Pacquiao Stops Matthysse:
Despite being on the verge of hitting 40 Manny Pacquiao showed flashes of his old brilliance in beating Lucas Matthysse and getting his first stoppage victory since 2009.
The pro-Pacquiao crowd at the Axiata Arena in Kuala Lumpur, Malaysia went home happy as their hero stopped Matthysse in 7 largely one-sided rounds. Pacquiao either by design or decline was more flat-footed than the Pacquiao of old but he still had more than enough to dismantle Matthysse who was a major disappointment in losing his WBA regular welterweight title.

Despite the odd fleeting success Matthysse was thoroughly dominated by the Filipino legend and was dropped 3 times during the fight. A beautifully timed uppercut from Pacquiao dropped his opponent in the 3rd, Matthysse took a knee at the end of the 5th and the final knockdown in the 7th prompted the referee Kenny Bayless to call a halt to the fight.

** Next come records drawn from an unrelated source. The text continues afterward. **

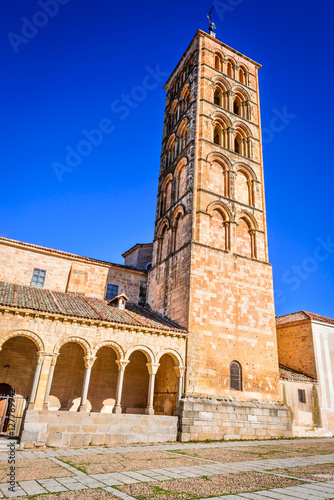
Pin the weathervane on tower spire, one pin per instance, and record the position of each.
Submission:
(212, 26)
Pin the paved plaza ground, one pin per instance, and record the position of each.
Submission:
(259, 470)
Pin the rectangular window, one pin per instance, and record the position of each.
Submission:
(112, 291)
(301, 396)
(38, 278)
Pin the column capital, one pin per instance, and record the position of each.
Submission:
(122, 364)
(41, 355)
(152, 368)
(54, 358)
(180, 370)
(89, 361)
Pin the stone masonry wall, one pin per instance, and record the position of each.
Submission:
(65, 273)
(202, 419)
(81, 429)
(301, 359)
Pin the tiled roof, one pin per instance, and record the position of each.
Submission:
(302, 316)
(79, 306)
(289, 374)
(66, 254)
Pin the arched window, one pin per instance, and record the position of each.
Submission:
(243, 76)
(218, 62)
(237, 144)
(217, 135)
(220, 132)
(237, 106)
(218, 97)
(170, 149)
(187, 66)
(242, 141)
(235, 376)
(163, 244)
(185, 96)
(230, 68)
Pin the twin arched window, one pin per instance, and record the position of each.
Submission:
(235, 376)
(231, 69)
(237, 101)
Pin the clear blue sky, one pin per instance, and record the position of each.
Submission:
(63, 77)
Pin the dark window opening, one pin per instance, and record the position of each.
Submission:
(38, 278)
(235, 376)
(216, 138)
(301, 395)
(112, 291)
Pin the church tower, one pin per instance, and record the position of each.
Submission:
(210, 271)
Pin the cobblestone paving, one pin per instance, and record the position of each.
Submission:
(200, 474)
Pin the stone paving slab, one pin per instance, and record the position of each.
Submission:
(71, 483)
(18, 491)
(122, 478)
(105, 479)
(139, 477)
(296, 492)
(52, 485)
(119, 494)
(32, 487)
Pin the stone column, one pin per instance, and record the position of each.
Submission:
(230, 144)
(227, 235)
(252, 232)
(250, 192)
(40, 359)
(249, 148)
(180, 376)
(49, 384)
(152, 370)
(230, 100)
(122, 364)
(89, 361)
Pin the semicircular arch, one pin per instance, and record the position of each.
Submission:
(23, 333)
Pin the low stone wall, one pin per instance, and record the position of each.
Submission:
(202, 419)
(65, 428)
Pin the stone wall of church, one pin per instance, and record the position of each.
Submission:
(301, 359)
(63, 429)
(202, 419)
(231, 319)
(67, 274)
(26, 337)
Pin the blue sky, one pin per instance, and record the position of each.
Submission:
(62, 77)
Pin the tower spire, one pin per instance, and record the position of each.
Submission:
(212, 26)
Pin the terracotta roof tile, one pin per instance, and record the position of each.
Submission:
(286, 373)
(74, 305)
(302, 316)
(67, 254)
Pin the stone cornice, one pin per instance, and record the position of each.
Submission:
(73, 320)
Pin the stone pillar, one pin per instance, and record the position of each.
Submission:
(249, 148)
(230, 100)
(40, 359)
(230, 144)
(252, 232)
(152, 370)
(250, 192)
(49, 384)
(180, 377)
(227, 235)
(89, 361)
(122, 364)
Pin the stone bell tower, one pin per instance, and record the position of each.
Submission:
(210, 270)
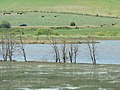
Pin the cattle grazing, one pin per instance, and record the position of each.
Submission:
(6, 13)
(55, 15)
(102, 25)
(113, 24)
(20, 13)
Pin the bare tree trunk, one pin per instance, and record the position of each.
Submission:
(92, 51)
(64, 52)
(71, 53)
(56, 49)
(23, 49)
(75, 52)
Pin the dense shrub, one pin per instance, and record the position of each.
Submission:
(72, 24)
(5, 24)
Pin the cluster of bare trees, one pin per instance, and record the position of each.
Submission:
(11, 44)
(64, 52)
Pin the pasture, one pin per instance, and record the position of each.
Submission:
(56, 19)
(53, 76)
(101, 7)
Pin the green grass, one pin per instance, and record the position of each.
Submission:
(49, 19)
(83, 33)
(34, 75)
(105, 7)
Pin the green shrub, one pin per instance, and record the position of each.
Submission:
(5, 24)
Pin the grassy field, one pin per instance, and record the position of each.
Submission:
(38, 34)
(103, 7)
(52, 76)
(56, 19)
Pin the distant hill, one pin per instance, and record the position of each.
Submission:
(101, 7)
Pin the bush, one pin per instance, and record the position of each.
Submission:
(5, 24)
(72, 24)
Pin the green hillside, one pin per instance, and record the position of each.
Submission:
(103, 7)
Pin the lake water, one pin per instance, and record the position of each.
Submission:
(107, 52)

Pacquiao at the post-fight press conference seemed pleased with his night’s work:
“I’m not gone I’m still here. Sometimes you just need to rest and get it back, and that’s what I did.”
I gave Pacquiao every round, Matthysse only looked like getting something going in the 5th and when he got dropped again towards the end of that round all his momentum and any reasonable chance of victory had gone.
Matthysse talks of fighting on, a decision he seriously needs to reconsider.
“Sometimes you win and sometimes you lose. Today was my turn to lose and I lost to a great fighter and a great legend in Manny Pacquiao. I’m going to take a rest, take a break. I worked really hard and I want to go back home to my family. This is part of boxing that you win some and lose some. Today was my turn to lose but nothing more.”
At 35 its difficult to see where Matthysse can go, his performance was one of those where a fighter just gets old in front of us. In a snake pit of a division if Matthysse carries on an even more painful defeat awaits him.
For Pacquiao, the win keeps the show on the road and in his first fight in 17 years without Freddie Roach he admittedly looked much better than he did last time out against Jeff Horn. But that said we should not be fooled into thinking that this is some reborn fighter who has turned back the clock. Yes, he looked better than he did against Horn last year but this version of Matthysse certainly helped the illusion of a clock being turned back.
Pacquiao retired Oscar De La Hoya and its inevitable that Pacquiao himself will suffer a similar fate, the likes of Keith Thurman, Terrence Crawford and especially Errol Spence Jr will prove far more formidable foes than Matthysse was in Kuala Lumpur. Amir Khan is a much more realistic future opponent or maybe the Horn rematch.
In 1975 Muhammad Ali and Joe Frazier gave us one of the greatest fights in boxing history and both should have retired on the spot, neither did and both suffered in later life as a consequence. Personally speaking, this is another fight where I hope we don’t see either boxer fight again, neither will retire of course and both will ultimately leave the sport after a younger fighter’s fists convinces them its best to do so.